Nessa altura, Vettel, que esticou o segundo stint, assumiu a ponta. Sua ideia era levar até onde desse, para colocar pneus supermacios nas voltas finais — os demais estavam com macios. E foi aí que Hamilton começou a tirar o pé deliberadamente, chamando Rosberg, Verstappen e Ricciardo. Vettel parou na volta 38, voltou em sexto e voando. Lá na frente, Lewis segurando o pequeno pelotão. Na volta 47, o rádio começou a ser acionado com insistência pela Mercedes. Hamilton não quis nem saber.

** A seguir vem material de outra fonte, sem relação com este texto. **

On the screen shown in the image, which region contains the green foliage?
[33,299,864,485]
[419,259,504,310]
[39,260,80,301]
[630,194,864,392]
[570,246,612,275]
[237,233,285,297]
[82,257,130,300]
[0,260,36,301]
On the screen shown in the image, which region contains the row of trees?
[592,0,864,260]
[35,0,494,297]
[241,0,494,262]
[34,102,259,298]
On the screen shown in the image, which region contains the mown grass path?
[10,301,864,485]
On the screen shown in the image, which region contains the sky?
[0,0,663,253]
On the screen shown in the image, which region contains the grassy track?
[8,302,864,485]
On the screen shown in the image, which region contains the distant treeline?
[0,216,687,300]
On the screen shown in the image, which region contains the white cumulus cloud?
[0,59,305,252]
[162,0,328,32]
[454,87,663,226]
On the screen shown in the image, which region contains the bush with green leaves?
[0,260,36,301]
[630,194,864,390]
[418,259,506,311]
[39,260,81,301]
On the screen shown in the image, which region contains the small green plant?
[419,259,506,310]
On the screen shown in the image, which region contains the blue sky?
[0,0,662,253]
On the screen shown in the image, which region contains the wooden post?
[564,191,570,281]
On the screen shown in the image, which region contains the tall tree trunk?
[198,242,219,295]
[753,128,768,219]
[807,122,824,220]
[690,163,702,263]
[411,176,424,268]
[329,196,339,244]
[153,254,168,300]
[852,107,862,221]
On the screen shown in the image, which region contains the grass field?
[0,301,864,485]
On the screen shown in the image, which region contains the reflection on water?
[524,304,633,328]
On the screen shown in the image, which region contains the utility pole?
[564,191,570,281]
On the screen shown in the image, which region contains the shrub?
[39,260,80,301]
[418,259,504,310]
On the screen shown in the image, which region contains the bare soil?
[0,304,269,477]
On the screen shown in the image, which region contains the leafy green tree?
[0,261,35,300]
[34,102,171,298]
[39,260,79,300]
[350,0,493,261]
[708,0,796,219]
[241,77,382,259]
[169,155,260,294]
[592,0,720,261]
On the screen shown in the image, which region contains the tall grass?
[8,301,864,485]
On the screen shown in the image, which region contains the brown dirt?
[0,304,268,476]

No fim das contas, Vettel foi atropelando, passou Kimi, Ricciardo e Verstappen, e apareceu em terceiro a quatro voltas do fim. Chegou em Rosberg muito facilmente, mas tive a impressão que sacou o que Hamilton estava fazendo e resolveu não atacar o compatriota. Um pódio já estava bom. E se tudo terminasse daquele jeito, não correria o risco de ver Lewis ser campeão pela quarta vez. Ele, Sebastian, segue sendo o único tetracampeão em atividade.

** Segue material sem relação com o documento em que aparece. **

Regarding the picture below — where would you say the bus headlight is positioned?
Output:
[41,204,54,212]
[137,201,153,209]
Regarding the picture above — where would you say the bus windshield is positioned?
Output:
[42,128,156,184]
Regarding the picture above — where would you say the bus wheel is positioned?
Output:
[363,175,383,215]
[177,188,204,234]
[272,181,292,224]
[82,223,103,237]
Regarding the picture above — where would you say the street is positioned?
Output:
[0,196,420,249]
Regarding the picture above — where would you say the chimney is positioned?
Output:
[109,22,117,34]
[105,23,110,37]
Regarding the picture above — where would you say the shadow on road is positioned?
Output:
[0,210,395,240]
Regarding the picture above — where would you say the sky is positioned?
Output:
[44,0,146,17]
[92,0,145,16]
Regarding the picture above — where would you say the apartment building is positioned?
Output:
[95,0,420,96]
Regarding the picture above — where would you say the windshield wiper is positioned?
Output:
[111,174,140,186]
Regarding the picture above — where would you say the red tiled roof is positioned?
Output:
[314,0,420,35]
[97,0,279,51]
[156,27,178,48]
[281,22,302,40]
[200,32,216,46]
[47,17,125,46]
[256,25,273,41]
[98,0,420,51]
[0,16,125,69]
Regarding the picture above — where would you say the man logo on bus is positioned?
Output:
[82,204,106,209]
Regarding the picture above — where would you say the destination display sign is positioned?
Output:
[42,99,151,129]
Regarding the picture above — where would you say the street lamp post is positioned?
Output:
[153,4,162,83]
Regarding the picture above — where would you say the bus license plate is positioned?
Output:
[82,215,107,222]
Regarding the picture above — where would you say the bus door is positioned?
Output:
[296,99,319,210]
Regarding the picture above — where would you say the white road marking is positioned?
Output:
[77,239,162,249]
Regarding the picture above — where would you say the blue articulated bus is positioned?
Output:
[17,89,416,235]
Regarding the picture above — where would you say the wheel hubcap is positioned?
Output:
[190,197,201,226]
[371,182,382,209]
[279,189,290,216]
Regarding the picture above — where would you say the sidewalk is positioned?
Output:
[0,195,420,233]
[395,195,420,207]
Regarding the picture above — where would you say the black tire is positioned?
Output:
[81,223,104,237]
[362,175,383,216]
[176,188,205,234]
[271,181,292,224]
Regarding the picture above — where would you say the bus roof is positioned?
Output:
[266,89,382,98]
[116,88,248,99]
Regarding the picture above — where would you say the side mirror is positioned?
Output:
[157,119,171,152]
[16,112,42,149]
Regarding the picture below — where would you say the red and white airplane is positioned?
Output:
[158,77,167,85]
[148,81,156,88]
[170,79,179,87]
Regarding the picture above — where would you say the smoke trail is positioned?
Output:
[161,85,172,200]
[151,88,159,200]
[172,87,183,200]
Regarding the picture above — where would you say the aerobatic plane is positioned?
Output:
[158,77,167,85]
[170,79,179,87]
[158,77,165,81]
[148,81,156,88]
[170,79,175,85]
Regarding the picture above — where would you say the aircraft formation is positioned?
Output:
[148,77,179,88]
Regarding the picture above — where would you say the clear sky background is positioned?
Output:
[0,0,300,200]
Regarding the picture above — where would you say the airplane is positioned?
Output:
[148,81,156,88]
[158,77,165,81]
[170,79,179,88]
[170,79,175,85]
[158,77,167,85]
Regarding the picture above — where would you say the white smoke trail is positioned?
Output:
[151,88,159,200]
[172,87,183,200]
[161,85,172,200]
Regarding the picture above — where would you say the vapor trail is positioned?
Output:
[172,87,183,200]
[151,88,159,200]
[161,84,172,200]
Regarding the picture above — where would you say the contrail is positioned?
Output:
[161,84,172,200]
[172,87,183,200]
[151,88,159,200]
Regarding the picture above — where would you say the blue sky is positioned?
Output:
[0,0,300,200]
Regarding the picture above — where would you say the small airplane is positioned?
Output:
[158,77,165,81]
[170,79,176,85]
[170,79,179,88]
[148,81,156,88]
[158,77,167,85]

E assim terminou o GP árabe, com Hamilton, Rosberg e Vettel no pódio, seguidos, na zona de pontos, por Verstappen, Ricciardo, Raikkonen, Hülkenberg, Pérez, Massa e Alonso. Felipe se despediu com pontos para a Williams, uma saída digna. “Saio lutando até a última volta da minha carreira do mesmo jeito que lutei na primeira volta de minha primeira corrida”, disse, emocionado. E outro veterano deu adeus à categoria, Button, com uma suspensão quebrada na 13ª volta. Quem também pode ter dito adeus foi Felipe Nasr. Ele está a pé para 2017 e as negociações com Sauber e Manor não andaram. Tanto que hoje, pela primeira vez na história, Galvão Bueno falou F-1 é legal sem piloto brasileiro, também. Deixarei para comentar o tema em outro post.

“Não foi a corrida mais legal da minha vida”, falou o 33º piloto a alcançar um título mundial. “Primeiro com Max no começo, depois todos os outros no fim, foi realmente tenso e estou feliz e aliviado que acabou.” Tão aliviado que até abraçou Bernie Ecclestone e o ergueu no ar. Foi o 12º título conquistado por um alemão na F-1. No caso, um alemão que não se rendeu à posição confortável de escudeiro de gente mais famosa e bonita aos olhos de fãs e especialistas.

Rosberguinho, hoje, provou que essa história de segundo piloto é cascata. Quando o cara quer, vira primeiro.